Living alongside the violence of Pablo Escobar’s Colombia are two young girls whose lives collide in ways that neither of them will ever forget. Seven-year-old Chula Santiago lives in a gated community in Bogotá with her sister and parents, though her father’s work often takes him out of the city. She grows up in a ‘kingdom of women’, but her kingdom is haunted by stories of the car bombs and kidnappings that go on outside the walls of her community. Petrona is a teenage girl from an invasión, an impoverished area in the hills of the city, who comes to work as a maid for the Santiagos. Chula is fascinated by Petrona’s silence and as the two grow closer, Chula herself adopts this silence, keeping Petrona’s secrets as though her life depends on it.

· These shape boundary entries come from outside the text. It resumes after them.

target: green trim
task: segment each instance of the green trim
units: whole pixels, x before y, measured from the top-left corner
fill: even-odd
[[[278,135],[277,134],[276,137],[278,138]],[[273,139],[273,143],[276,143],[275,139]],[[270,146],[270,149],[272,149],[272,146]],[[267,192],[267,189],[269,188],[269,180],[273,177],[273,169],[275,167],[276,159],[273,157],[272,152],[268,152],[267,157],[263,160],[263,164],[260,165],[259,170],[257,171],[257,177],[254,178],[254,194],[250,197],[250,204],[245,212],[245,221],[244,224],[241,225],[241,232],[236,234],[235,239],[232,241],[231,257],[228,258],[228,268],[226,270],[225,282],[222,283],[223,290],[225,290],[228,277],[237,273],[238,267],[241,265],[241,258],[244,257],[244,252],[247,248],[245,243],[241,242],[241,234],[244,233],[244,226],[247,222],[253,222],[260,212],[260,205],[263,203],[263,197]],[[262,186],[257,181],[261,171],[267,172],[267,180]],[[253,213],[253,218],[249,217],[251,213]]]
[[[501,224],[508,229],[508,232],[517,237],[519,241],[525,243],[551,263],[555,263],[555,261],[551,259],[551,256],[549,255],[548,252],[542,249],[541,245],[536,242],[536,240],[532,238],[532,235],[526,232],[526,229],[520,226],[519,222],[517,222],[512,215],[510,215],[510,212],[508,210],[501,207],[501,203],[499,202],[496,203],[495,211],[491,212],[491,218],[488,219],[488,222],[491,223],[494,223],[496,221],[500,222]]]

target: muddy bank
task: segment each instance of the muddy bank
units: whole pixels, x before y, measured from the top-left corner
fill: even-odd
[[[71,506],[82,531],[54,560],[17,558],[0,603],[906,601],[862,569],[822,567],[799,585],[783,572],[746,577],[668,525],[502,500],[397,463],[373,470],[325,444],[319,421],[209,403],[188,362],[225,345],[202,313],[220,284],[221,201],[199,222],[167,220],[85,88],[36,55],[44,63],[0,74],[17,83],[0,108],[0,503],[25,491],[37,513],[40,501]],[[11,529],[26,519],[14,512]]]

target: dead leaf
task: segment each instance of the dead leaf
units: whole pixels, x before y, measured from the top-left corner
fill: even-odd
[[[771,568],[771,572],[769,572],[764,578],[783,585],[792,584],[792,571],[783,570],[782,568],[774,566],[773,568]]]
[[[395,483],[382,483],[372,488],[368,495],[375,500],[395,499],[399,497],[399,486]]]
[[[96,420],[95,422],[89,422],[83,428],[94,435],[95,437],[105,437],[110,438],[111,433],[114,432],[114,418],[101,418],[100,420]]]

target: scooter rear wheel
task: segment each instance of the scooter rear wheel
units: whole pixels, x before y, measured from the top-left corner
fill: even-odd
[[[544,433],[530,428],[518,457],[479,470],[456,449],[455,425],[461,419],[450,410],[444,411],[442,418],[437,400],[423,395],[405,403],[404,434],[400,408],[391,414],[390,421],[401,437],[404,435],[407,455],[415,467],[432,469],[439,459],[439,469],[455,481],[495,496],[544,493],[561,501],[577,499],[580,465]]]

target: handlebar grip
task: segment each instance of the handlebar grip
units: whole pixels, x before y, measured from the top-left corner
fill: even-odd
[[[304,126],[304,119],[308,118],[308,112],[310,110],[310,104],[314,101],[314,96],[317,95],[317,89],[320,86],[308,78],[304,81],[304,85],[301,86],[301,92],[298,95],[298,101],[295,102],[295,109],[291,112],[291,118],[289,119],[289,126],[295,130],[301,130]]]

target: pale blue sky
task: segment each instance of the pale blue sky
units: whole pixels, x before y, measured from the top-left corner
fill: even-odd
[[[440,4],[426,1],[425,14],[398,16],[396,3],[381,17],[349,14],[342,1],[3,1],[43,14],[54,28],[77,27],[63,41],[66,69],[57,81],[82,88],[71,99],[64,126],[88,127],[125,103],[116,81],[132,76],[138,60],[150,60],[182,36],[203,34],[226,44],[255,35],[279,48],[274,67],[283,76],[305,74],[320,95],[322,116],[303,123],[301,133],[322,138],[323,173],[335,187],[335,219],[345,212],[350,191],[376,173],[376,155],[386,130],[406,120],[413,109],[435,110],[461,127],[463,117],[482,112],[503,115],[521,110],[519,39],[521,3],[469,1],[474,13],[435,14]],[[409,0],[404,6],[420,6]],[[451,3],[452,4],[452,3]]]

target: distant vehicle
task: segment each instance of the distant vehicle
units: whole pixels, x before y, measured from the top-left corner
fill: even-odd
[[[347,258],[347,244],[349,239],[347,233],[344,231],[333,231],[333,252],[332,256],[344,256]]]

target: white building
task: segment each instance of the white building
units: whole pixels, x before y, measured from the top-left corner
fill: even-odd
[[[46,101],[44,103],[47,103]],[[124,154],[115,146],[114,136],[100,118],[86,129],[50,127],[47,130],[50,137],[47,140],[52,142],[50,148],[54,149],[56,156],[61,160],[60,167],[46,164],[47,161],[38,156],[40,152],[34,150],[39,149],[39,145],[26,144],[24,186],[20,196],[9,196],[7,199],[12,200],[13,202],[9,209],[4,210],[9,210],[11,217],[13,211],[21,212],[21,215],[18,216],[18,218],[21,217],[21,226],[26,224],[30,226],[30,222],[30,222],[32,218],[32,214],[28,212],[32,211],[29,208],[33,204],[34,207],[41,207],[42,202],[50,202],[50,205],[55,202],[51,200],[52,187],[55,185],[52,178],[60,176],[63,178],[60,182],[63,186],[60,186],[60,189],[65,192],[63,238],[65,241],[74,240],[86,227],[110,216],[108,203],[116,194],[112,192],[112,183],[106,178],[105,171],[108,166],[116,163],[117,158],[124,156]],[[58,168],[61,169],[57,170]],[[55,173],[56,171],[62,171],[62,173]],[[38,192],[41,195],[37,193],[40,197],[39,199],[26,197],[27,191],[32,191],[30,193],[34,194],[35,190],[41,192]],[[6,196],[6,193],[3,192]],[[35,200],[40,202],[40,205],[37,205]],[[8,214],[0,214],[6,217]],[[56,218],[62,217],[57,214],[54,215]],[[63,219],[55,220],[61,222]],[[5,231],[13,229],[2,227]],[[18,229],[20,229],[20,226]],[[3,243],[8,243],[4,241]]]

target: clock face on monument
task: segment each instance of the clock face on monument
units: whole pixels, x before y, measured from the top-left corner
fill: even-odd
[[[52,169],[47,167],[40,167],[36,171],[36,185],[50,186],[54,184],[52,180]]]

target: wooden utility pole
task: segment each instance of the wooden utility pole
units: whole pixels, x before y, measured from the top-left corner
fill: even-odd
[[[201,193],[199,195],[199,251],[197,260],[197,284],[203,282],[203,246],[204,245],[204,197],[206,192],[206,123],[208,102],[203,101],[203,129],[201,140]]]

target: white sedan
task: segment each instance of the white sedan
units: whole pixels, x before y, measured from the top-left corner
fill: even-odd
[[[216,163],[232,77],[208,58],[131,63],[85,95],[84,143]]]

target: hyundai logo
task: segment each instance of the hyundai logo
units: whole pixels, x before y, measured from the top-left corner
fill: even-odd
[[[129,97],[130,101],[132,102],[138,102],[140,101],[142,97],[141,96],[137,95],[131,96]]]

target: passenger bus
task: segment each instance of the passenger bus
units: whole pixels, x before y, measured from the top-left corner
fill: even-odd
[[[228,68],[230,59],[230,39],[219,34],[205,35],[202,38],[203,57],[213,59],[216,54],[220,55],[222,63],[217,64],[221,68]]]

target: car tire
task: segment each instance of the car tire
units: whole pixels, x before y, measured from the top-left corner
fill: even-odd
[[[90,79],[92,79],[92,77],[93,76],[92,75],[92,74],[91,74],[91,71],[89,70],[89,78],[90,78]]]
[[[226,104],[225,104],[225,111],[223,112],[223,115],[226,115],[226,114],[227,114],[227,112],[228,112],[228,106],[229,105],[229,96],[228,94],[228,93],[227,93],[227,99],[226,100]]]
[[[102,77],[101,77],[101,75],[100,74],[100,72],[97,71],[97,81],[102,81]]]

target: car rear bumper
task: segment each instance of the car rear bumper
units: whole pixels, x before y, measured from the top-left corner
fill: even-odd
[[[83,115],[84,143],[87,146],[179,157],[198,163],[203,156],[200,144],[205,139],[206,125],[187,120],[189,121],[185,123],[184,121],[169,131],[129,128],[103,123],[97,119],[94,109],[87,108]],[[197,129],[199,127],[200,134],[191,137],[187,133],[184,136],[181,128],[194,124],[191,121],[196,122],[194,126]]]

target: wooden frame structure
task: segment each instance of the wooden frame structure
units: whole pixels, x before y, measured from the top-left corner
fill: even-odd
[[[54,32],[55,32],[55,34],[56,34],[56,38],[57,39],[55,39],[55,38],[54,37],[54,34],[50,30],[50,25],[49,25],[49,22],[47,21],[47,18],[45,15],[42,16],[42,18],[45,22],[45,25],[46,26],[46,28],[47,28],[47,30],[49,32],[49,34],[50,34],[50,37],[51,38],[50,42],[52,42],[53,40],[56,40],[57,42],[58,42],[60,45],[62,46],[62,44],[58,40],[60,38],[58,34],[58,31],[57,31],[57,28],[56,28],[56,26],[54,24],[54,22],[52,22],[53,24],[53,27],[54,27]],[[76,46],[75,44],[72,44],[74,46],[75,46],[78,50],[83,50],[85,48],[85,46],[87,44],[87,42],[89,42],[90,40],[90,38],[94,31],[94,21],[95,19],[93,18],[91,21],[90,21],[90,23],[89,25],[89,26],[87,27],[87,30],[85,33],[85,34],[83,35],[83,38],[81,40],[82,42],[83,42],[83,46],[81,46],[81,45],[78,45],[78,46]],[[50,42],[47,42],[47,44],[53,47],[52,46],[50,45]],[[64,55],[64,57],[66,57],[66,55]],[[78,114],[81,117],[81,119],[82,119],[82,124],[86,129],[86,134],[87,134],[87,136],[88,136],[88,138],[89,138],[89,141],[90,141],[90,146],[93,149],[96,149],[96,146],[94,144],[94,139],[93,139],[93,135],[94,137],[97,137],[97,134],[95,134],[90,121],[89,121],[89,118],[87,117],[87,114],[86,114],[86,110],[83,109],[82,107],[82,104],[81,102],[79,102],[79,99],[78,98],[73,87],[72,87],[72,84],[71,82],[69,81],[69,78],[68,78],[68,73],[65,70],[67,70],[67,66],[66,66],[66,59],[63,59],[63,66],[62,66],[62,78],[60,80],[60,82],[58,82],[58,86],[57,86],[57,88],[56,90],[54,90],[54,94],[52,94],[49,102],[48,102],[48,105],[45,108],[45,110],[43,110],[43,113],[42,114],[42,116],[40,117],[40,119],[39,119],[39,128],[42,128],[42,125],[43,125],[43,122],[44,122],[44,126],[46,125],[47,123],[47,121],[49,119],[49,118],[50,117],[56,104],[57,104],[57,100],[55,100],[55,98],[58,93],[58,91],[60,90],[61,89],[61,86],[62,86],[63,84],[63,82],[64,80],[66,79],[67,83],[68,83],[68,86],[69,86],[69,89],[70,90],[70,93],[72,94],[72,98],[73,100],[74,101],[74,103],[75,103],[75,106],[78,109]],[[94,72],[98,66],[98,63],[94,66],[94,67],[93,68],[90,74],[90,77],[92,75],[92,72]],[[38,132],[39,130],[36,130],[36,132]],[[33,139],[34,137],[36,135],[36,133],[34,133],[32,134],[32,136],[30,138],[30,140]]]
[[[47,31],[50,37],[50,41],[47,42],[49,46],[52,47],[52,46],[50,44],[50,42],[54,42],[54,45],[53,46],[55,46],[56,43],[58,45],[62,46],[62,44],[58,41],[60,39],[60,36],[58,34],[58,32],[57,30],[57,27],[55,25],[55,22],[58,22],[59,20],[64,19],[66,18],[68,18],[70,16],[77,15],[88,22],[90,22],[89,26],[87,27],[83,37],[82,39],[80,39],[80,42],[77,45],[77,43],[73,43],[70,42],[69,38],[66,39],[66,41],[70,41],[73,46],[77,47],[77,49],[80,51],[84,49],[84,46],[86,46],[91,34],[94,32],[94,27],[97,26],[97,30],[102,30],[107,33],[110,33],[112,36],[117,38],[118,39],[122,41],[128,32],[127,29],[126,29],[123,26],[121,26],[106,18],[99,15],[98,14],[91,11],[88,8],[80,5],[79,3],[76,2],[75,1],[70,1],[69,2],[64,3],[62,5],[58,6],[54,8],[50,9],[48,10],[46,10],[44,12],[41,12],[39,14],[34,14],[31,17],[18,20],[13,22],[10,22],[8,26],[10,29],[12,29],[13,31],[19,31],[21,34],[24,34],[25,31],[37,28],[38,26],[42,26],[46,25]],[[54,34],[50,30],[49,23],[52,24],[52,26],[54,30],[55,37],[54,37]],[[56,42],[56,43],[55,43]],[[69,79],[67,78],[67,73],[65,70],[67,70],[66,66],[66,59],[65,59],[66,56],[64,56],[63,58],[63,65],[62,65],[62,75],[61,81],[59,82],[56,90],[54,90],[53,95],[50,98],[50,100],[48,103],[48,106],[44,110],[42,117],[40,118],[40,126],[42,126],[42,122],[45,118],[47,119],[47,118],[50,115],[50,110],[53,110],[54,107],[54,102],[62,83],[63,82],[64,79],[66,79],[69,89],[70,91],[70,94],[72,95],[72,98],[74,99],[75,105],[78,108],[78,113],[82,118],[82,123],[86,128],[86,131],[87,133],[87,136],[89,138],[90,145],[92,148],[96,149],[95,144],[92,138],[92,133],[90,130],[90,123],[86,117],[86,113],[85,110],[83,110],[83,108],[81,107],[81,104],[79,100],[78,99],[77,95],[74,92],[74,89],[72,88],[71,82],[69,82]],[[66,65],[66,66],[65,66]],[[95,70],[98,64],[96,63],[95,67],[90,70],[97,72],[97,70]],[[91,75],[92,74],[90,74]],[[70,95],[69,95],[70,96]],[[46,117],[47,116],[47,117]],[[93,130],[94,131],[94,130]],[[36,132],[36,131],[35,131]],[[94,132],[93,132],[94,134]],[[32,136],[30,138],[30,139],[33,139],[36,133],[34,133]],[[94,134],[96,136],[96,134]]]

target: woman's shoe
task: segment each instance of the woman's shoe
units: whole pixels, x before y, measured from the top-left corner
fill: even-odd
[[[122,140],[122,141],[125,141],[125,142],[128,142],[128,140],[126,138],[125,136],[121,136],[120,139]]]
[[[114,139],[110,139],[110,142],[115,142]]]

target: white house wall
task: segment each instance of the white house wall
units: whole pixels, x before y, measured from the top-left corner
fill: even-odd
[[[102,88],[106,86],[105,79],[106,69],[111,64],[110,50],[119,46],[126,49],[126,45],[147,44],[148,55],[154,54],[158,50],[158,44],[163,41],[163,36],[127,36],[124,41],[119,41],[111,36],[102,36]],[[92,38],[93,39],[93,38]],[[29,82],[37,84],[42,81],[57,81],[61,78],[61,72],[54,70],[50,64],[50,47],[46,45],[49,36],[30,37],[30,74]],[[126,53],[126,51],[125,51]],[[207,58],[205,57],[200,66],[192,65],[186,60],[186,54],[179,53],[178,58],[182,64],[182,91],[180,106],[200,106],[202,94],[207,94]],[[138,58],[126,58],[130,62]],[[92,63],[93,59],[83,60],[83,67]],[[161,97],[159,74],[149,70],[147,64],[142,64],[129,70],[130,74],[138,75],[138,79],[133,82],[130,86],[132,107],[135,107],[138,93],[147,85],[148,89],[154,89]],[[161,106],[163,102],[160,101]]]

Petrona desperately tries to steer her younger siblings away from trouble, but she soon falls for a young man who sees her wealthy employers as the perfect target.
A short story that has become a staple of feminist literature, The Yellow Wallpaper consists of journal entries by a young woman who slowly descends into madness. The narrator is taken to a colonial mansion by her physician husband in an attempt to cure her ‘nervous depression’ through rest and relaxation. Sternly advised not to write or take up any pastime, the narrator takes to examining the garish yellow wallpaper in the room she’s staying in, soon becoming convinced that there is a woman trapped behind the florid patterns.